You might think this cabbage-based dish is a healthy side dish for your hamburger or hot dog, but slaws are often soaked in too much mayonnaise and not enough of anything else. There’s nothing wrong with adding a dollop or two of the creamy shredded side to your plate. But if you’re looking to limit your saturated fats or if you’re choosing coleslaw for the sake of its nutritional value, you might be better off opting for something else.

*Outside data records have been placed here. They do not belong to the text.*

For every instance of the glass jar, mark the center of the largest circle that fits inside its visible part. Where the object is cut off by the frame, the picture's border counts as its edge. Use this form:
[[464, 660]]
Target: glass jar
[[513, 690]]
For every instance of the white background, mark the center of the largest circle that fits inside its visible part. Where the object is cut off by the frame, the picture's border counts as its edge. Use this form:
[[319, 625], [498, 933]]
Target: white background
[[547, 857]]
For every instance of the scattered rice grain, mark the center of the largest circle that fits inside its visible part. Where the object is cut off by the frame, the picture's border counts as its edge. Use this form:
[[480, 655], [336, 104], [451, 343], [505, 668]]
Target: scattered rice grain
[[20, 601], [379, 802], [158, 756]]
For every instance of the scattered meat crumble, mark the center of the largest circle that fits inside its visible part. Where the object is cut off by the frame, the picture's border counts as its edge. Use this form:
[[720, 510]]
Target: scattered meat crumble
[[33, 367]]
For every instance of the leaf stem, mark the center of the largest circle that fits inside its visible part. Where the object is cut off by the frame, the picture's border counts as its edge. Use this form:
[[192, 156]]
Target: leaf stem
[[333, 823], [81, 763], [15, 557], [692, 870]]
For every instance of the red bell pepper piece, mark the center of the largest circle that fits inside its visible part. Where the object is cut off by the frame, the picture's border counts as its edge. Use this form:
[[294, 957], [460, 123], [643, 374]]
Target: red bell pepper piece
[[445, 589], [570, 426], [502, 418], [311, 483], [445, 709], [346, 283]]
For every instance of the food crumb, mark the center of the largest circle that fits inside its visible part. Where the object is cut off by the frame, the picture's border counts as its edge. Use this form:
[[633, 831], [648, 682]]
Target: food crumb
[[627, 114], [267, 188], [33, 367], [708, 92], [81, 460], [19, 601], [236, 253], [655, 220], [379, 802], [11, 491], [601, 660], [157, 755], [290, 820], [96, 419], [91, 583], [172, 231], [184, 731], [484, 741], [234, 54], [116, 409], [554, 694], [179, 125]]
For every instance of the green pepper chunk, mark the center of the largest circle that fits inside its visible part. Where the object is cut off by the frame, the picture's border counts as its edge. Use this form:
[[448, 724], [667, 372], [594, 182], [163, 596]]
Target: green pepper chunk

Deep-fried and greasy chicken is almost impossible not to enjoy. Crispy on the outside and tender on the inside, it’s harder than you’d think to cook fried chicken just right. Cooking them involves lots of fatty ingredients and lots of built up grease. You might be better off skipping the intensive labor in favor of some simple grilled chicken. If you cook grilled chicken the right way, it won’t even feel like much of a sacrifice!
Hot dogs are served at almost every outdoor event in the summer; but though they’re served as a “snack” in movie theaters, these entrees are worse for you than you might think. Some store-bought hot dogs are healthier than others, but all of them have one thing in common: They’re likely to contain ingredients that, once you learn what they are, could turn you off from eating hot dogs for good.
Going a whole summer without eating ice cream seems like a sin. On a hot summer day, there’s nothing more enticing than a cold cone of fun-flavored ice cream. But maybe resist giving in to temptation every time you pass by an ice cream truck — ice cream, while delicious and a perfectly normal part of a healthy diet, contains lots of sugar and saturated fat. If you experience any of these signs, you might be eating too much sugar.
A good lobster roll is slathered in butter and dripping with fat — for good reason. Lobster, already a decadent food, only gets better when you add lots of fatty flavor and stuff it in a perfectly toasted roll. In Maine, you’ll get lobster rolls with cold mayonnaise. Outside of Maine, lobster-rolls sometimes look a little different — Connecticut-style lobster rolls, for instance, are served warm and made with butter. Of course, you know what information you’re about to hear next: Neither mayo nor butter is anywhere near a low-calorie or low-fat food. Lobster rolls are served in huge portions and don’t hold back on the saturated fat.
With the heaps of sugar, butter, and flour that go into baking each warm, fruit-filled pie, you knew this dessert wasn’t going to be as nutritious as a salad. Go ahead and enjoy yourself this summer — eat dessert when you crave it, especially if someone made it special. With all the fresh fruit that’s in season, summer just might be the best time to eat pie!
Pork ribs, in any and all varieties, are an especially fatty cut of meat. Some cuts trim more of the fat than others — but regardless, portion size is key when it comes to consuming ribs. This guide will tell you everything you need to know about cooking the perfect ribs, so if you do choose to indulge, you won’t regret it.
Like coleslaw, potato salad often makes an appearance at most barbecues. But, also like coleslaw, it’s usually made with a great deal of mayo. Would barbecues even exist without mayonnaise? It’s hard to avoid eating at least some of the fatty condiment — if you’re looking to cut back on saturated fat, consider picking a side to indulge in that sounds truly enjoyable, rather than feeling like you need to load your plate with everything that’s offered.
There are two most common types of slow-cooked, barbecue-style meats: pork and chicken. Chicken is the lower-calorie option that’s significantly lower in fat as well. Pork is a relatively fatty meat in general — though it does have some beneficial nutrients. The real caloric consequences come when you soak your pulled pork in sugary sauces and fatty condiments.
Sloppy Joes do manage to sneak in a few vegetables, since they’re made with onions and peppers. But the ground beef is loaded with sodium and sugar before it’s served on the burger bun — you might be better off with an actual burger.